To validate the expression of 5 gene ssiganture, tissue microarrays comprised of 89 cases (45 cases of BRCA tissues, 44 cases of normal paired samples) were purchased from Shanghai Outdo Biotech Co., Ltd. The studies were conducted in accordance with the International Ethical Guidelines for Biomedical Research Involving Human Subjects (CIOMS), and the research protocols were approved by the Clinical Research Ethics Committee of First Affiliated Hospital of Jinzhou Medical University.

The TMA slides were incubated with anti-GP6 antibody (1:200 dilution; SAB - 47582), FKBP14 antibody (1:100 dilution; GENX SPAN- GXP155296), DCTN2 antibody (1:100 dilution; GENX SPAN- GXP187676), MAK antibody (1:100 dilution; GENX SPAN- GXP309295), TMEM156 antibody (1:100 dilution; Proteintech-25159-1-AP), and spend the night at 4C.

The stained score were evaluated by three pathologists who were blinded to patients' clinical characteristics. The scoring system was based on the proportion of positive cells in all tissue cells and the staining intensity of these positive cells. The intensity of staining was classified as 0 (negative), 1 (weak), 2 (moderate), or 3 (strong). The staining ratio of positive cells was: 0 (<5%), 1 (5–25%), 2 (26–50%), 3 (51–75%), or 4 (> 75%).
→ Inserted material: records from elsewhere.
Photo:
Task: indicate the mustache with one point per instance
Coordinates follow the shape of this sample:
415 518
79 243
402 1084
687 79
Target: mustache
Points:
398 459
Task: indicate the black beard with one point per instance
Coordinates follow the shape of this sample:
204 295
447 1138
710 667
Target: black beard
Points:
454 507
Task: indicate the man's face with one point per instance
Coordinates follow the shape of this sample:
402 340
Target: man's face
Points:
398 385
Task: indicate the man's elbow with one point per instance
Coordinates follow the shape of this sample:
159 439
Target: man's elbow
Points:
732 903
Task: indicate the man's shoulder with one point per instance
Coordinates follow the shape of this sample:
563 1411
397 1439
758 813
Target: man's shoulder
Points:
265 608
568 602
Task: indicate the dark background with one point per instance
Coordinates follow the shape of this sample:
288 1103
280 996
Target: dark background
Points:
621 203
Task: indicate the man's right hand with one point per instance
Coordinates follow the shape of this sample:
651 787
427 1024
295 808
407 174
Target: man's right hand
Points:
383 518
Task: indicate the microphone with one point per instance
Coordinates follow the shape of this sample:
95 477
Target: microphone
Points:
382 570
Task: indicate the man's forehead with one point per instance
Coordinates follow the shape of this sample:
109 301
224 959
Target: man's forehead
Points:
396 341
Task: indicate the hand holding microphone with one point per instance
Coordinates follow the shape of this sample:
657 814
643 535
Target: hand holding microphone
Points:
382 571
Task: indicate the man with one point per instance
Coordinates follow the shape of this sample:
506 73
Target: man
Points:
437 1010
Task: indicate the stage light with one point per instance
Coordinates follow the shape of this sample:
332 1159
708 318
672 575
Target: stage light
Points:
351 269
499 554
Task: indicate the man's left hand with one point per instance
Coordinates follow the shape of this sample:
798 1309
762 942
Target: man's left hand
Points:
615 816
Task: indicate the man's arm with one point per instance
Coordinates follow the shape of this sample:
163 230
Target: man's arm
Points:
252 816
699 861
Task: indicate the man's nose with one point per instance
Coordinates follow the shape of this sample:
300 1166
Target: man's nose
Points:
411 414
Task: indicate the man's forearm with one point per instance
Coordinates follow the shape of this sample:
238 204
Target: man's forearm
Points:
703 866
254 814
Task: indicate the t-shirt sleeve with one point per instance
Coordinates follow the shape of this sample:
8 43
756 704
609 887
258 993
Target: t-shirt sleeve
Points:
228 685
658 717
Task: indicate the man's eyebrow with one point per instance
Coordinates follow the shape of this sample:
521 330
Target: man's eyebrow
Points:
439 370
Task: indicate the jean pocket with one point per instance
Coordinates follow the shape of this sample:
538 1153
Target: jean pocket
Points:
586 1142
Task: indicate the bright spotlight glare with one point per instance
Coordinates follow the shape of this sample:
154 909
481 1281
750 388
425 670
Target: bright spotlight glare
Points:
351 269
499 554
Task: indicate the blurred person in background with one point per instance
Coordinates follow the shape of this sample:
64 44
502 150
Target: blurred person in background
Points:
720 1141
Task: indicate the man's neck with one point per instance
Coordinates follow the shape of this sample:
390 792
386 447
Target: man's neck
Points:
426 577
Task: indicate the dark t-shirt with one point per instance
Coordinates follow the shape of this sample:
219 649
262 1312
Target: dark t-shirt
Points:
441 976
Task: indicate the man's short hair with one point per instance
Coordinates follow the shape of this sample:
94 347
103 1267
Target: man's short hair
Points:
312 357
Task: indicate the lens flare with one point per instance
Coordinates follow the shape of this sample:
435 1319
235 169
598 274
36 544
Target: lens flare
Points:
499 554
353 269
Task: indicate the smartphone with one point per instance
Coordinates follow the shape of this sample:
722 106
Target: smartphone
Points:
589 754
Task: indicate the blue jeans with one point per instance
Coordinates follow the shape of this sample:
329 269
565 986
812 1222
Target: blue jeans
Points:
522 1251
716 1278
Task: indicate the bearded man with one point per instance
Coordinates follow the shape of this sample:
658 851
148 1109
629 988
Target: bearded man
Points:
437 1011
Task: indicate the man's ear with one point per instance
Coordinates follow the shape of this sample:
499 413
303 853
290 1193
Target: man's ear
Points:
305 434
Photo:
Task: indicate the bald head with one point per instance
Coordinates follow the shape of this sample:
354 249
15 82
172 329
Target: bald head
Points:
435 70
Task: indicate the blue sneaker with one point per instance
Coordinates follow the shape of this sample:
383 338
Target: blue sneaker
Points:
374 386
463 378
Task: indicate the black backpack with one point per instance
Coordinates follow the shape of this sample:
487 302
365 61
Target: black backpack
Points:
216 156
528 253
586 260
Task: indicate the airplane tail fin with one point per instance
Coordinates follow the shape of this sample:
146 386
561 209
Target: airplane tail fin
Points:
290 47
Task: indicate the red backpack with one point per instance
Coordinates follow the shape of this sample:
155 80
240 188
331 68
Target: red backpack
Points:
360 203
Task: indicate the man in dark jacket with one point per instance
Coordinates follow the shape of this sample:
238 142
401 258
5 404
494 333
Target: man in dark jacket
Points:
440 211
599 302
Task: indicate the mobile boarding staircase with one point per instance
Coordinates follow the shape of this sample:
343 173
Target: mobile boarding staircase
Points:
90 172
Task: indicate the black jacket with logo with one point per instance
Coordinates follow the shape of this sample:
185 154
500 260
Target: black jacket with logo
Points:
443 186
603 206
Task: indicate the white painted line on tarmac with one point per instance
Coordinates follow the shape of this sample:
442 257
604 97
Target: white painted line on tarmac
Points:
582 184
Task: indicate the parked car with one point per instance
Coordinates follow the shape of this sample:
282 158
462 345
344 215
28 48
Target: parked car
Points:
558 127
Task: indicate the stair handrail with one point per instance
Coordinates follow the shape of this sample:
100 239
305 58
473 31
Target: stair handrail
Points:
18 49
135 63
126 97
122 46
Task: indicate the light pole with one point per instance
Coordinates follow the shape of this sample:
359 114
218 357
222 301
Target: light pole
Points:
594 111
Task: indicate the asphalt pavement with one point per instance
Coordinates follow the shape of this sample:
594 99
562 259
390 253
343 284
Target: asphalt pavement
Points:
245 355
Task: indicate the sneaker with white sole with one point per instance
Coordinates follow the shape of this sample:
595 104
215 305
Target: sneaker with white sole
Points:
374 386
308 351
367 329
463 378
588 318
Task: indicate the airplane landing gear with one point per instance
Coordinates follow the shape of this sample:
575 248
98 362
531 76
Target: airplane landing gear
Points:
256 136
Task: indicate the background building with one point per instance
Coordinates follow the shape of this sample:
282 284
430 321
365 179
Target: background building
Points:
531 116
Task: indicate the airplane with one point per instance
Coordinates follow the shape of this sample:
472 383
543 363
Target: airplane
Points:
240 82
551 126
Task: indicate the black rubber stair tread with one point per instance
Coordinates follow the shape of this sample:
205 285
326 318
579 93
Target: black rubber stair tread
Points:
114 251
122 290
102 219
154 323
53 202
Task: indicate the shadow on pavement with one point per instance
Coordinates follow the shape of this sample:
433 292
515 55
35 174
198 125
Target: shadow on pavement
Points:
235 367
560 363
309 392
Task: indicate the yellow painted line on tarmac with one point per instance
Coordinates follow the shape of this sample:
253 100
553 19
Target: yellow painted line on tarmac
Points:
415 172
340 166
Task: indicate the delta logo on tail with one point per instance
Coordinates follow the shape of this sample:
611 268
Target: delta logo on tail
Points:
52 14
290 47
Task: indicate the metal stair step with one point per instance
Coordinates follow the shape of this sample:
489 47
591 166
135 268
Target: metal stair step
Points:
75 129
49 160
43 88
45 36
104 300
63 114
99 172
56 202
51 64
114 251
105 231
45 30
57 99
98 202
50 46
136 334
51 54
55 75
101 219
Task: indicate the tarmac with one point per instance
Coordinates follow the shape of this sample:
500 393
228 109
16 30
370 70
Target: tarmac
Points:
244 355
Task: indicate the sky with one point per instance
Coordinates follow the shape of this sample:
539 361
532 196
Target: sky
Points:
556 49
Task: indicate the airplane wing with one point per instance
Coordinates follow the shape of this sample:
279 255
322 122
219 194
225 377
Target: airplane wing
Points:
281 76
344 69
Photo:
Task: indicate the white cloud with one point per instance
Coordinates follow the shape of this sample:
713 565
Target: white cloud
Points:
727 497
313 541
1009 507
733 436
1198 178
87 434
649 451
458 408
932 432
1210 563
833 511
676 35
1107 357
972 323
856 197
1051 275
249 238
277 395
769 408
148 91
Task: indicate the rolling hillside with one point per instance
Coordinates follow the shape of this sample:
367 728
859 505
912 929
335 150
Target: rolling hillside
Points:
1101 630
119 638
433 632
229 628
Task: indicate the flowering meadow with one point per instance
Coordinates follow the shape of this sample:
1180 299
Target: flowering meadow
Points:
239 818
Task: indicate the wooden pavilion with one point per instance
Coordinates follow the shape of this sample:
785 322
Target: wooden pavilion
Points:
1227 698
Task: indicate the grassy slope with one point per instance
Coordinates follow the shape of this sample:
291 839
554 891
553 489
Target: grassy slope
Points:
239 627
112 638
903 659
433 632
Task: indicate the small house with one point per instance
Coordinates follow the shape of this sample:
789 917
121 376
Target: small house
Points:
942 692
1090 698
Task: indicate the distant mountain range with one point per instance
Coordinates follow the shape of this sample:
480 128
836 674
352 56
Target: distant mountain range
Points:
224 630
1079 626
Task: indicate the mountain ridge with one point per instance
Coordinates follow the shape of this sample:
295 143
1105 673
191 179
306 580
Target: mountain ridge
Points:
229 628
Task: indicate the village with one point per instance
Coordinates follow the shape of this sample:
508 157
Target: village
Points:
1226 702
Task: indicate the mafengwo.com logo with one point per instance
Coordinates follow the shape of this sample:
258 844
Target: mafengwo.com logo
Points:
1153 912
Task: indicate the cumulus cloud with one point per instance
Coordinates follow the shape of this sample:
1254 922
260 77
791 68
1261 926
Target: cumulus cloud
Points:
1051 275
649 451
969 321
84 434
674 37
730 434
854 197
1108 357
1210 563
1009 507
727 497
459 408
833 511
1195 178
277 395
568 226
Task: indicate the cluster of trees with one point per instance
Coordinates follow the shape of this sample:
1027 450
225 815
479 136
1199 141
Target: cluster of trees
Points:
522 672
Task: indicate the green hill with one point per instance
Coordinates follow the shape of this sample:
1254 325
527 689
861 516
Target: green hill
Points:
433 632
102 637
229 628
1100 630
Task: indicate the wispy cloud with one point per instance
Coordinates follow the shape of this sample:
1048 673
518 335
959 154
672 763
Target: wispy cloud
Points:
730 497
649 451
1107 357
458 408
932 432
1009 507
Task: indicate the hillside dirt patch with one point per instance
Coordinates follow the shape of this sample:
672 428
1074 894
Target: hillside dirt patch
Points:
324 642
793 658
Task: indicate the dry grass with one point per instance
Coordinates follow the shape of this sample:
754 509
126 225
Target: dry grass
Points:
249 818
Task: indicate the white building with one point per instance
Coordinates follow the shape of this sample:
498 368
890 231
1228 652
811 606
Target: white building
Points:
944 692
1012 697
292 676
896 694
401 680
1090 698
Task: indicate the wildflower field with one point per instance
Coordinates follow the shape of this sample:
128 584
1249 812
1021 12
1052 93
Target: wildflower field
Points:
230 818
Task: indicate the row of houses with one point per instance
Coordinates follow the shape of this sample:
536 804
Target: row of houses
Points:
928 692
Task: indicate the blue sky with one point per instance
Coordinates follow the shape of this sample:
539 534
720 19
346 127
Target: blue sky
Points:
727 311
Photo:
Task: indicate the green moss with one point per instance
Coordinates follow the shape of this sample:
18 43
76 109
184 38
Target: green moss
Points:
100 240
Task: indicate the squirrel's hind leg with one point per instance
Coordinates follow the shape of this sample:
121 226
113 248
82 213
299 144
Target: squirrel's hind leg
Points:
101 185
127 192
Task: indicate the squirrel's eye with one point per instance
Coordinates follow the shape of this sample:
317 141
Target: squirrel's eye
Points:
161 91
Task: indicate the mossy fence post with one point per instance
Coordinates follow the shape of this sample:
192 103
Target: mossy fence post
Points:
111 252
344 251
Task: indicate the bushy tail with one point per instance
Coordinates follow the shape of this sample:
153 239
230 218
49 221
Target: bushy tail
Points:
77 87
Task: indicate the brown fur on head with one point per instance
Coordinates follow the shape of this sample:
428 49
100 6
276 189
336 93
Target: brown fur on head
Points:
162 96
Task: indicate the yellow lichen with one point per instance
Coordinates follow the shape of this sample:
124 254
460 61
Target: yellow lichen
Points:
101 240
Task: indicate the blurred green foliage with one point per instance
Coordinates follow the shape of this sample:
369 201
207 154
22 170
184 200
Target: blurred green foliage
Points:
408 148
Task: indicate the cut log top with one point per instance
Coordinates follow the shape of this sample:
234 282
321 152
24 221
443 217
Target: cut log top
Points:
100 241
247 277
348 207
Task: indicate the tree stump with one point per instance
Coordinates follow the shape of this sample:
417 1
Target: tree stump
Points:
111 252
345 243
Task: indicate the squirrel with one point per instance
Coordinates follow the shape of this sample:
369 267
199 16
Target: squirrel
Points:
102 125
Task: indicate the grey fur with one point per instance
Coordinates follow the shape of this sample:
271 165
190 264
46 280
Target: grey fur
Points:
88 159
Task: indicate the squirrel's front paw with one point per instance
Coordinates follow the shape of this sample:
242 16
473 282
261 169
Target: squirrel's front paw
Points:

According to the staining intensity and the proportion of positive cells, the immunohistochemical results were divided into 0–1 grade, negative (–); > 1–4, weakly positive (+); > 4–8, moderately positive (++), and > 8–12, strong positive (+++).

Results

Identification of Differentially Expressed Genes and Functional Enrichment

The DEGs were filtered with thresholds of P < 0.05 and Fold Change (FC) >1.2. There were 979 DEGs including 367 upregulated and 612 downregulated genes between the responder and non-responder groups were identified. The volcano plot and heat map showed that the DEGs between the responder and non-responder groups were mainly downregulated genes (Figures 1A,B). The DEGs were listed in Supplementary Table 1.

FIGURE 1

Figure 1. Identification of differentially expressed genes between the Responder and Non-responder group and functional enrichment. (A) Volcano plot, red represents up-regulation, and green represents down-regulation. The abscissa represents log2FC, and the ordinate represents p-value; (B) Heat map of differentially expressed gene expression of Responder and Non-responder group; (C) Differentially expressed genes enriched in Biological process; (D) Differentially expressed genes enriched in Cellular component; (E) Differentially expressed genes enriched in Molecular function; (F) Differentially expressed genes enriched in pathways. The abscissa represents the percentage of gene enrichment; the ordinate represents the enriched function or pathway.

The 979 DEGs between the responder and non-responder groups were subjected to GO functional enrichment analysis and KEGG pathway analysis by the R package WebGestaltR (v0.4.3). There were 10 significantly enriched biological process annotation terms with a False Discovery Rate (FDR) smaller than 0.05 presented (Figure 1C); 56 significantly enriched cellular component annotation terms (Figure 1D); and 3 significantly enriched molecular function annotation terms (Figure 1E). Besides, 10 KEGG pathways were identified (Figure 1F, Supplementary Table 2).